Thursday, January 10, 2013

Love Is a Racket

I'm always up for an interesting pre-Code, as long as it's not one of those early drawing-room comedies. TCM just gave us a night of such movies starring Loretta Young, and will be having another such movie early tomorrow morning: Love is a Racket, at 6:00 AM.

Douglas Fairbanks, Jr. stars as Jimmy Russell, a newspaper columnist covering the Broadway beat. Lady reporter Sally (Ann Dvorak) likes Jimmy, but Jimmy has forsworn women on the grounds that they tie men down into a domestic life that's much too constraining. (This was a couple of years before Nick and Nora Charles showed everybody how much fun marriage could be.) But you just know that Jimmy is going to get caught up with a woman, and that it's going to cause problems for him. That woman comes along in the form of Mary (Frances Dee). She's an aspiring actress who wants to make it big on Broadway, and is willing to use any man she can as a stepping stone. Since Jimmy writes about Broadway, he's the perfect man for Mary to try to charm.

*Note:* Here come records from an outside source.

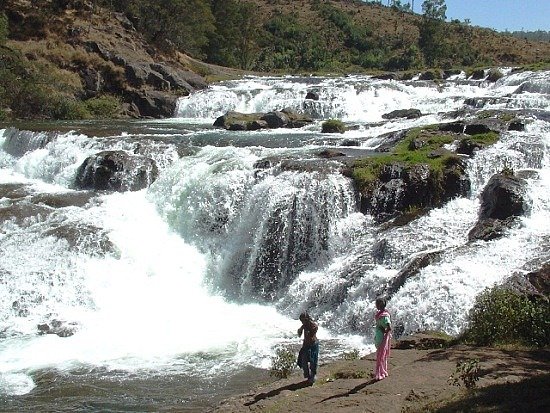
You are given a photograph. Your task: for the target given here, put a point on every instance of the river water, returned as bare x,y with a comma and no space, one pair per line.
177,295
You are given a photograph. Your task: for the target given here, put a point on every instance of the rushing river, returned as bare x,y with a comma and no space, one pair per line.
173,297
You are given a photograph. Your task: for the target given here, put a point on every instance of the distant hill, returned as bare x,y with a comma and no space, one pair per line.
69,59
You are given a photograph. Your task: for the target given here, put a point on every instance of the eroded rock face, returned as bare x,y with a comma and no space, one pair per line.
502,201
286,118
116,171
400,188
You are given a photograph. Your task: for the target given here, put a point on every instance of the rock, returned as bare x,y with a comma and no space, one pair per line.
489,229
540,279
516,125
400,188
57,327
311,95
276,119
350,142
403,113
503,197
502,201
116,171
330,153
285,118
478,74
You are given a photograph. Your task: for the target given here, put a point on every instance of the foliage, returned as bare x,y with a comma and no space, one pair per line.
503,316
235,39
333,126
182,24
3,28
282,363
434,9
466,373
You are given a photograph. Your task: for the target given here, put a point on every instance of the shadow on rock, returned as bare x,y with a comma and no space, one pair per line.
275,392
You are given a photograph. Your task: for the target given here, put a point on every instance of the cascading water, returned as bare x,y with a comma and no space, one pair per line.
198,277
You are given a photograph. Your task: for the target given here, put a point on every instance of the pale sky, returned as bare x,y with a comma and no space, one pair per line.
528,15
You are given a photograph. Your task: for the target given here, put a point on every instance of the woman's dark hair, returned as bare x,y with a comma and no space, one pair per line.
381,303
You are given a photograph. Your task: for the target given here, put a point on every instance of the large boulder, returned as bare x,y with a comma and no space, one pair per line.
116,171
400,188
403,113
503,197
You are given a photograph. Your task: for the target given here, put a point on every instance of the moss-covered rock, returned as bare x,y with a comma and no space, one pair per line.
421,171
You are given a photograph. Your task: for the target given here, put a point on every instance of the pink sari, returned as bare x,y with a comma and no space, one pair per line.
382,351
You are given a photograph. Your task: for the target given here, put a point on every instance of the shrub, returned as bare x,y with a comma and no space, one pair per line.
467,372
282,363
333,126
3,28
503,316
103,107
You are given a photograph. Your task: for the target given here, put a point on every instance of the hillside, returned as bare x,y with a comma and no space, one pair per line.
73,59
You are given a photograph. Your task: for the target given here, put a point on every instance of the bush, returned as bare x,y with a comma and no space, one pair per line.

Mary certainly needs to charm somebody. She's racked up quite the pile of debt trying to make it on Broadway, and has paid her way out of it by passing bad checks. Big problem. Jimmy would like to help her, and do so honestly, but he finds that he's been beaten to the punch by the wealthy Eddie Shaw (Lyle Talbot). Shaw also has his eyes on the lovely Mary, and has decided to bind her to himself by covering the bad checks and holding that over her. The problem for Mary is that Shaw is a shady character. He's a racketeer, involved in the "milk racket" which basically charged dairymen protection money and skimmed off that money (no pun intended). Jimmy's paper is railing against the racket because it hurts children, but there's not much Jimmy can do to expose Shaw since it will hurt Mary.

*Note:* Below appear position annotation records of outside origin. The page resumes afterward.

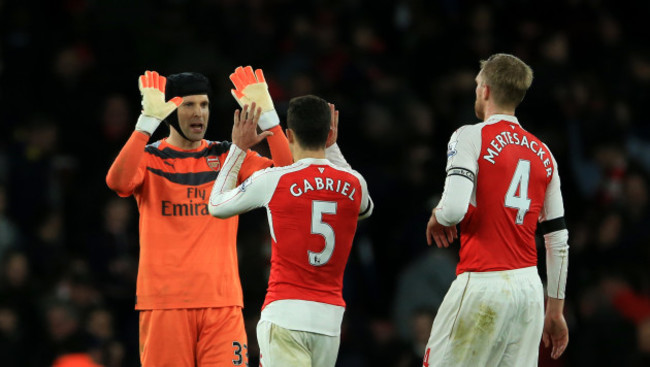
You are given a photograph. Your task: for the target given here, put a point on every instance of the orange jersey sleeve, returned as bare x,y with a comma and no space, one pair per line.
126,173
279,147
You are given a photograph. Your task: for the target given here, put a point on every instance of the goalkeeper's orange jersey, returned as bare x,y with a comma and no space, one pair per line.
188,259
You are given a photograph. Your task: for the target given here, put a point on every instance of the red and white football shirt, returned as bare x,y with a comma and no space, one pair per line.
516,185
313,207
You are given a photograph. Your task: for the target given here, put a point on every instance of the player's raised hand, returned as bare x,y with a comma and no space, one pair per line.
244,129
438,233
334,126
250,86
154,108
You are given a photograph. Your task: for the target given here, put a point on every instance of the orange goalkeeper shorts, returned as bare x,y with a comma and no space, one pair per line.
198,337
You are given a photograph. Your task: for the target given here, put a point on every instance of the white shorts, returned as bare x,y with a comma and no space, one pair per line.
280,347
489,319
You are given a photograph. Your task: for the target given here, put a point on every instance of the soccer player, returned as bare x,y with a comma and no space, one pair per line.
502,182
313,207
188,289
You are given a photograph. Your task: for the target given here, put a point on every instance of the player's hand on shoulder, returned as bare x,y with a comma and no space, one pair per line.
244,130
334,126
154,108
251,86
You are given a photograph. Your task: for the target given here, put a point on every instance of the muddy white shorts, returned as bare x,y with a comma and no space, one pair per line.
489,319
280,347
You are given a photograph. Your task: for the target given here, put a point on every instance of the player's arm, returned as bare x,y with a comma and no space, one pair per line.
226,199
124,174
251,86
462,165
556,237
333,154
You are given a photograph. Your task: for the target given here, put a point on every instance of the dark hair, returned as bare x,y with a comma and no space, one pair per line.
309,117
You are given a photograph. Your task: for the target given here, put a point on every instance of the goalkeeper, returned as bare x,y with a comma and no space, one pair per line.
188,290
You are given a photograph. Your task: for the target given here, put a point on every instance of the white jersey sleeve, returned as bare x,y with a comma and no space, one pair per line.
367,206
226,200
556,237
462,167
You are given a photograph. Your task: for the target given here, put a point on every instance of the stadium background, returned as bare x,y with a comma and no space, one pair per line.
402,75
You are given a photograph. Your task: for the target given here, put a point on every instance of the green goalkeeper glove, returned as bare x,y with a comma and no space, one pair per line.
251,87
154,107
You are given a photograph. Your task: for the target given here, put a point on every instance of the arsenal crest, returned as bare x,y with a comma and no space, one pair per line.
213,163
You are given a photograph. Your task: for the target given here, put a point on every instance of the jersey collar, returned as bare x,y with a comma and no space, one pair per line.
164,144
500,117
320,161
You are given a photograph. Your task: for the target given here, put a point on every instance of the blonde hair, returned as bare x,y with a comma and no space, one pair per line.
508,77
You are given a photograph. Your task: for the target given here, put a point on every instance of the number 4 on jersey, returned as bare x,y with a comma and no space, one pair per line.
519,181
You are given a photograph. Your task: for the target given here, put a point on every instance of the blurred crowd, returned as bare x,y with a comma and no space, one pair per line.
402,74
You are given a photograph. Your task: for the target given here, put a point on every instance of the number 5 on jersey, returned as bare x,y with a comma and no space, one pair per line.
519,180
318,208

There are other people who have no compunction about going after Shaw, however. That would include Mary's aunt, who shows up at Shaw's deee-luxe apartment in the sky just before Jimmy does. Jimmy finds that the aunt has deposited a gun at the penthouse, while Shaw is quite dead, with Mary's checks on him. Oh dear.

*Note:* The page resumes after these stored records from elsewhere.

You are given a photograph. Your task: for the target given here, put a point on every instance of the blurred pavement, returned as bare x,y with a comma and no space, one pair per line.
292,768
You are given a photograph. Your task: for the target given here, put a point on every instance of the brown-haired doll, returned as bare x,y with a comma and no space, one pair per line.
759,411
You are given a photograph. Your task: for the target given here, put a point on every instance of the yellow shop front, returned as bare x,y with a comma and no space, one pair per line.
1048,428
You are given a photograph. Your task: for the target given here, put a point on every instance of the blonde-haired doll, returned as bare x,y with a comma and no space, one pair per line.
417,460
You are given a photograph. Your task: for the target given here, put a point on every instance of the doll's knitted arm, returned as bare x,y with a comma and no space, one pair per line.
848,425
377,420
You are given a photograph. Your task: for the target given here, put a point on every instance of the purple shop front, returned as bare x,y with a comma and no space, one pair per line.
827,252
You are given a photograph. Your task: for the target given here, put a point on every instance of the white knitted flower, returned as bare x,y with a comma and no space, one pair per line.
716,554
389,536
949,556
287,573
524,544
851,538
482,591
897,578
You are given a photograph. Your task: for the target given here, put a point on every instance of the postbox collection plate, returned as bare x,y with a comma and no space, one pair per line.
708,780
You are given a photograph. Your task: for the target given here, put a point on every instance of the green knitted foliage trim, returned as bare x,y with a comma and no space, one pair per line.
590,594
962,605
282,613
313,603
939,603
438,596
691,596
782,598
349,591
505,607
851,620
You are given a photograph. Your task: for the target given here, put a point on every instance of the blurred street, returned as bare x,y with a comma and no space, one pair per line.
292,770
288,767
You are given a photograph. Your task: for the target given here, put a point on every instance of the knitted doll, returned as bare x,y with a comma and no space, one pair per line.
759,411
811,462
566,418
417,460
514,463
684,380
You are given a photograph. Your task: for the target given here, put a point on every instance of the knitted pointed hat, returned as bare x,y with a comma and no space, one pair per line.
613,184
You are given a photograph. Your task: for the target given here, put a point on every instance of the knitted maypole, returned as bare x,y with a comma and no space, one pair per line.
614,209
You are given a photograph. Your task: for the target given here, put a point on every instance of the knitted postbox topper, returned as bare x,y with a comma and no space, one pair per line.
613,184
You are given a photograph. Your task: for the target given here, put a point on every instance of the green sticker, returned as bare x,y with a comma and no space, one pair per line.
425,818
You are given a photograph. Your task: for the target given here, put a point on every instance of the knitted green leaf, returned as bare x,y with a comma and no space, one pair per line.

Love Is a Racket is one of those movies that's got a lot going for it in the orm of things that are almost shocking. Some of the characters act surprisingly immorally and crime isn't punished at all. The only real problem is that the ending seems a bit too tidy. The leads are all enjoyable, with one other cast member I haven't mentioned being Lee Tracy as Jimmy's assistant Stanley. Tracy played some pretty cynical characters, and boy does he get to do something cynical here at a key point in the plot. Ultimately, Love Is a Racket is nothing groundbreaking, and even a lot like a lot of other pre-Codes that had racketeers in them. But that's not to say Love Is a Racket is bad. For anybody who likes pre-Codes, it's quite an enjoyable little entry in the genre. It's never gotten a DVD release, though, so you're going to have to catch it on TCM.

2 comments:

Judy said...

Glad to hear that this extremely enjoyable William Wellman pre-Code is getting another showing on TCM in the US - it has such a great cast, and I do wish it would get a Warner Archives release, so that more people could discover it! Enjoyed your review, Ted, and I think you are absolutely right to say it's "one of those movies that's got a lot going for it in the form of things that are almost shocking."

I wrote a probably too long review of this a while back as part of my intermittent Wellman project and included a few stills:
http://movieclassics.wordpress.com/2011/11/19/love-is-a-racket-william-a-wellman-1932/

Ted S. (Just a Cineast) said...

Ah, so it is a William Wellman movie. You may know that TCM released a box set of Wellman's precodes as part of the Forbidden Hollywood series, but Love Is a Racket isn't on it.

When it comes to Wellman and shocking pre-Codes, I think the first one I'd pick is Night Nurse, which is available on a previous volume in the Forbidden Hollywood series.